Il y a aussi beaucoup d’humour dans vos images, n’est-ce pas ? Complètement. Pour être honnête, c’est même une arme qui me permet de m’en tirer chaque jour ! Lorsque vous travaillez dans cette milieu, si vous prenez les choses trop au sérieux, c’est foutu. Cette industrie peut être très superficielle, surtout à cette époque. Tout était question d “élite”: de la mode, du style, du luxe… De notre côté, nous étions comme des gamins invités à une fête. Tous ces excès n’ont jamais eu beaucoup de sens pour moi. Je prenais ça en riant.
Vous êtes aussi connu pour votre travail sur le nu. Qu’est-ce qui vous intéresse ici ? Je suis toujours surpris quand les gens me présentent comme un photographe de mode. Car je ne comprends rien aux fringues ! C’est pour ça que je suis passé au nu. C’est comme de la photo de mode, mais sans vêtements. Et puis le cul c’est joli, et en même temps un peu rigolo !
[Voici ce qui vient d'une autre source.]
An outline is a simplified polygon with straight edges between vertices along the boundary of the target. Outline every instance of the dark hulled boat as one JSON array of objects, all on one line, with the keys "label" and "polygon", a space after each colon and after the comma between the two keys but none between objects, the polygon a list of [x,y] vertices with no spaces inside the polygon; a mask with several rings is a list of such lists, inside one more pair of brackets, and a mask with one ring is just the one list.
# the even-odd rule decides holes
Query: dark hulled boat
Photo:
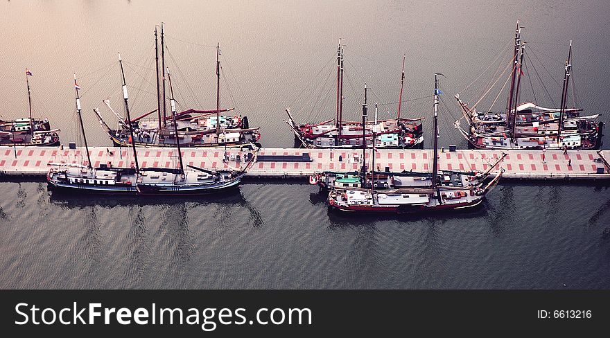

Justement, pourriez-vous nous parler de ce nu de Kate Moss ? Elle jouait la figure de la “girl next door”. Elle suscitait à l’époque beaucoup de désir. C’est marrant, car moi je n’ai jamais fantasmé sur elle, mais Kate est juste géniale à photographier. C’est une icône, elle est comme une sculpture, dans sa façon de poser, de rire… Au final la mode c’est aussi ça : créer une bonne image avec une paire de seins !
Que pourra-t-on découvrir lors de votre exposition, à Knokke-Heist ? Elle présente des créations datant de 1991 à 2016, mais c’est vraiment les dix premières années qui sont importantes. Ces photos montrent le Londres des années 1990, alors une ville centrale du point de vue de la créativité. Elles révèlent mes premiers pas, comme on découvrirait les deux premiers albums d’un groupe de musique, tout en restituant l’ambiance de cette époque. C’est aussi le dernier moment, dans l’histoire, avant Internet. Tout était analogique, et les gens étaient un peu plus libres… Cette exposition réveille une partie de ma vie. C’est assez étourdissant.
Que ressentez-vous face à cette rétrospective ? Avant de la monter, Jefferson et moi avions résisté à la tentation de regarder en arrière pendant très longtemps, car nous sommes toujours tournés vers l’avenir. Mais après 30 ans de carrière, vous êtes obligé de le faire, pour écrire votre histoire, sinon quelqu’un d’autre le fera à votre place.